Наверное, только ленинградцы смогут оценить — легко ли было тогда голодному, полуживому человеку отдать нам печенье. В руках осталась одна обертка. В этом поступке был весь человек. Тут проявилась не просто доброта, а самопожертвование, на какое были тогда способны очень немногие. И этот эпизод запечатлелся навечно в памяти, навечно связался с бесконечно милым мне человеком, Сашей Яшиным, который уехал тогда, но не в тыл, а на Волжскую флотилию — в Сталинград. Из огня да в полымя…
О Ленинграде в зимнюю пору сорок первого года писали сотни и сотни раз. Но у всякого человека, пережившего это время, есть свои воспоминания об этом страшном времени. Я помню, когда мы с Вишневским и Тарасенковым написали коллективную корреспонденцию в «Правду» и я готовился к дальнему походу с Васильевского острова на Херсонскую улицу, 12, где находился корпункт «Правды». Всеобщая дистрофия давала себя знать — мы обессилели, казалось, даже застегнуть пуговицы — и то тяжело, не поднимались руки, чтобы нарубить на щепки какие-то детали мебели от столов, шкафов в учебных аудиториях академии. Твердое дерево раскалывалось с трудом, удары топора были какими-то детскими, беспомощными. А всякий выход на улицу, на страшный мороз требовал особого усилия воли.
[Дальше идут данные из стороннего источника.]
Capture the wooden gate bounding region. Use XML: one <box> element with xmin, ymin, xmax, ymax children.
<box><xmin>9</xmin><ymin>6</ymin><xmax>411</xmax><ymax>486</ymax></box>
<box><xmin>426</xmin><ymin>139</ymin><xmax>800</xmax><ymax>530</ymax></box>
Я собрал листы нашей коллективной корреспонденции, сунул их в полевую сумку, долго подпоясывался ремнем, в надежде, что мороз не проникнет под полушубок, и мечтал только об одном — как было бы хорошо вот сейчас закрыть глаза и сразу оказаться в корпункте «Правды», вручить статью Фаине Яковлевне Котлер, которая невесть как умудрялась поддерживать связь с Москвой, передавать туда наши материалы, увидеть наших блокадных старожилов — корреспондента «Правды» Николая Ивановича Воронова, человека удивительной стойкости, выдержки, и директора типографии Николая Александровича Куликова, получить из его рук свежий номер «Правды», если по пути из Москвы самолет с матрицами не сбили немецкие «мессершмитты», после чего снова очутиться здесь же, в мрачном, сером здании Военно-морской академии им. Ворошилова. Мрачном, но своем, в какой-то мере обжитом.
— Вы что задумались? — уловил мое минорное настроение Всеволод Витальевич. Была у него такая, я бы сказал, комиссарская жилка. Почувствовать, когда у человека на душе неладно. — Думаете идти или нет? Двух мнений быть не может. Ведь мы обещали «Правде»… — Слово «Правда» он всегда произносил с каким-то особым благоговением, — И запомните — вам надо завтра принять дежурство по группе, чтобы был полный порядок…
Тут в первую очередь имелось в виду поддержать режим отопления, огонь в нашей времянке, чтобы холод не сковывал руки и писатели могли работать.
Дистрофики научились ходить своим особым шагом. Иногда издали можно было безошибочно определить — идет дистрофик. Шли медленно, стараясь не нарушать сразу избранного ритма, не делая резких движений, от них начиналось головокружение, можно было потерять равновесие и упасть. А упасть на улице в декабре сорок первого года было смертельно опасно: кто мог знать, хватит ли сил подняться?
Однажды на встрече с читателями меня спросил немолодой человек, прошедший войну: «А почему ленинградцы, известные добротой, отзывчивостью, особым доброжелательным ленинградским характером, не помогали подняться упавшему на улице человеку?» Он это видел в кино и это его поразило. Да и, наверное, многих поражало. Упал человек, шедший впереди, и лежит, молча ожидая чего-то: собирается ли с силами, ждет ли помощи от кого-то, но молча… не просит, не плачет, не кричит, хотя и знает, что Стоит лечь на морозе истощенному, голодному человеку, как смерть подбирается почти мгновенно.